Так говорила госпожа Комбредель. Речь ее текла порывисто и неудержимо, глаза ее сверкали, на щеках пылал лихорадочный румянец.

Следственный пристав слушал ее, не перебивая. В голосе подсудимой звучало столько искренности! Ее печаль была так искренна! Следственный пристав почувствовал себя немного взволнованным.

Но что он мог сделать? Отравление мышьяком был налицо.

– Вы утверждаете, что мой муж умер от отравления, что это подтверждает медицинская экспертиза. Вы говорите, что в трупе найден яд. Я не могу вам не верить. Преступление совершено. Ищите того, кому было выгодно совершить его. Мне незачем было прибегать к злодеянию. Подумайте сами об этом хорошенько. Конечно, это ужасно – вдаваться во все эти подробности, но это необходимо. Вы сами заставляете меня поступать так, а не иначе!

О тех денежных выплатах, которые вы ставите мне в вину – было известно моему мужу. Деньги, об использовании которых я не хочу и не могу ничего сказать – опять-таки были даны мне моим мужем. Этот человек всегда был так рад, когда ему удавалось исполнить мою волю, исполнить мои прихоти и мои желания.

В комнате у меня нашли мышьяк. Этот яд, точно, я туда положила. Но я приобрела этот мышьяк для себя. В минуту отчаяния, я хотела лишить себя жизни.

Вы улыбаетесь? Вы думаете в это время, что эта мысль о самоубийстве не вяжется с тем счастьем, которое доставляла мне любовь мужа. А, между тем, это так… это правда. Клянусь вам в этом!

Вы предполагаете, что мои денежные расходы связаны с чем-то предосудительным. С чем, именно? Вы говорите, что у меня есть любовник? Кто же он, этот любовник?

Вам желаете обвинить меня в этом, потому что я молчу о том обстоятельстве, которое дошло до вашего сведения. А я говорю о моих отношениях с одним человеком – об отношениях, неизвестных моему мужу. Я не отрицала и не отрицаю этих отношений. Но это тайна, и я не могу рассказать вам о ней. Предположите, что я ответила бы вам на этот вопрос, назвала бы имя этого человека, о месте жительства которого я не имею даже понятия, сообщила бы вам характер моих отношений. Разве это может изменить суть дела? Разве это могло бы освободить меня от обвинения, которое надо мной тяготеет. Разумеется, – нет, потому что врач нашел яд в трупе моего мужа.

Неужели же вы не можете предположить, что в семействе возможна тайна, настолько сама по себе позорная, что те, которые ею владеют, согласились бы скорее умереть, чем сделать ее достоянием всех и каждого?

Вы видите, одним словом, что надо всем этим делом тяготеет нечто роковое, фатальное, что влечет меня на край гибели. И я могу только повторить вам, что я невиновна! Другого средства к защите у меня не существует. Я невиновна! Невиновна!»

Произнося эту речь, она невольно приблизилась к следственному приставу. Ее руки были сжаты, пальцы конвульсивно стиснуты. Она устремила пристальный взгляд на судебного пристава, а из груди вырвался крик отчаяния, в который она вложила всю силу своих страданий, всю силу своих страхов и опасений.

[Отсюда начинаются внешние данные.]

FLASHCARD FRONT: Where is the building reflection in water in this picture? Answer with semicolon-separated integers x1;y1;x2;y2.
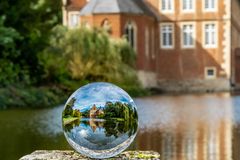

– Сжальтесь же, сжальтесь надо мной, господин Лимэ, – я потеряла все мужество. Мысли убегают от меня. Все меня бросили. Все меня обвиняют, привлекают к ответственности. Сжальтесь же надо мной.

Письмоводитель записывал слова подсудимой. Он сидел, склонив голову над своим бюро, складывая в стопку исписанные листки допроса. Время от времени он приподнимал голову, брал перо в зубы, поспешно хватался за песочницу и посыпал невысохшие чернила желтым песком. Когда лист был исписан, письмоводитель движением большого пальца отодвигал его в сторону. На подсудимую он даже не смотрел.